We manage just a little under 124,600 square feet of creeping bentgrass.  That's just shy of three acres spread over twenty-two surfaces when you count the practice greens and nursery.  With fans only present on half the greens, I'd say we fared better than expected this season considering the total rainfall during June-August was 18.65 inches.  Yes, that is too wet for the needs of our putting green turf.  Also, despite the over abundance of moisture, you find much less evidence of thinning on greens that are more convex in shape (surface drainage) or where fans are present (airflow).  

Each green is unique with its own character and personality, requiring subtle differences in management from day to day.  Perhaps you don't see the same blemishes and scars from ball marks and summer heat that I do when the most important thing is how they putt, and they putt smooth and true.     

Fairways: The caveat to a wet summer is the bermudagrass fairways are in excellent condition.  Although bermudagrass is known for it's drought tolerance, it really thrives when soil moisture is readily available.  And if there is one nice thing about hot and dry conditions, it doesn't take too long after an extremely wet week like experienced in late August to quickly return to the preferred fairway conditions of firm and fast.  
No. 8
But despite the warmer than average temperatures of late, the turf is beginning to prepare for winter as growth has slowed.  As a result we are now able to back off our plant growth regulator applications and mowing frequency.  The next big item on our agenda is fall preemergent herbicide applicatons.  We started these yesterday and will continue throughout this week and next as we are treating wall-to-wall all bermudagrass playing surfaces (tees, fairways, and rough).  This application is made each year to prevent annual bluegrass and other unwanted winter annual weeds from invading our dormant playing surfaces.

Other: In other news I recently had the good fortune to write a story for Golf Course Industry magazine about caring for a Donald Ross designed golf course.  The story begins with an innocent comment made to me by a parent of a participant in the 2005 North Carolina Junior Boys Championship.  Hope you enjoy Curating a classic.

A big time shout out and hearty congratulations to Dr. Evan Long on winning the North Carolina Super Senior Amateur at Croasdaile Country Club in Durham last week.  
Winner Winner!
Evan fired rounds of 67, 68 for a 9 under par total of 135 to claim the title, well played! He becomes the second CGA Champion from Carolina Golf Club joining Stephen Woodard who claimed the Carolinas Mid Amateur back in April.  CLICK HERE for a full tourney recap of Evan's victory!  Players Club :)

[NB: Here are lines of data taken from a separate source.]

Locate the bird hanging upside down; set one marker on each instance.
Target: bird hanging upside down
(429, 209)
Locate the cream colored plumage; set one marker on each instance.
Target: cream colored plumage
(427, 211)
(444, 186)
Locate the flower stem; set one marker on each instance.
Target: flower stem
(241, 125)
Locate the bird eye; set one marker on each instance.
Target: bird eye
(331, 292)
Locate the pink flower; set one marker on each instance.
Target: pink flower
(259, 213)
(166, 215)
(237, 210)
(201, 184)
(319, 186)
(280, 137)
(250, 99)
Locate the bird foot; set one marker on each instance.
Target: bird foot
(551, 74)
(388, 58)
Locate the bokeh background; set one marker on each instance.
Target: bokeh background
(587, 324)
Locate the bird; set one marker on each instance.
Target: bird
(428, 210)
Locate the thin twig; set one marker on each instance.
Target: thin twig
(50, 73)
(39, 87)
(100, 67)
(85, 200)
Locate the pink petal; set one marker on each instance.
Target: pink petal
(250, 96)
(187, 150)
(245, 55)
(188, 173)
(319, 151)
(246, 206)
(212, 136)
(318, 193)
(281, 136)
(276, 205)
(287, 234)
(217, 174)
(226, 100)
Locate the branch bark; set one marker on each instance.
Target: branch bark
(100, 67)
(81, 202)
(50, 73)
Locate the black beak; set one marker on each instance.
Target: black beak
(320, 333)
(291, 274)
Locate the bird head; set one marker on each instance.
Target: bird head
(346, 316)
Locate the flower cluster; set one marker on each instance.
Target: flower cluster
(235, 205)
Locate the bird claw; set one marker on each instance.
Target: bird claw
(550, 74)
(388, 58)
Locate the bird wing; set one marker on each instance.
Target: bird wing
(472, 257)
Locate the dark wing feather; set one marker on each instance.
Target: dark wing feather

And if you haven't been outside lately in the predawn hours or even twilight you've been missing out.  The sky above Carolina Golf Club has literally been alive with colors both in the early morning and late evening, as if the spirit of Bob Ross was painting happy accidents.  Here's a few of my favorite recent office views I think you'll enjoy.
Panthers Blue Uptown

Late Evening on the Banks

Early Morning Prep

Portrait of Perfection
And finally, it's hard to believe it's been nearly one year since we co-hosted the United States MidAm with Charlotte Country Club.  Brett Boner competed in this year's U.S. MidAm at, ironically another CGC, Colorado Golf Club in Parker, CO.  Commonground Golf Course in Aurora is the stroke play co-host.  Brett fired rounds of -1 at Commonground and +2 at Colorado GC in the stroke play portions and landed the No. 29 seed.  
Brett jumped out to an early 2 Up lead but his match went all 18 holes with his opponent from Pennfield, NY winning 1 Up.  I want to congratulate Brett on another outstanding performance in a USGA Championship and representing Carolina Golf Club every step of the way.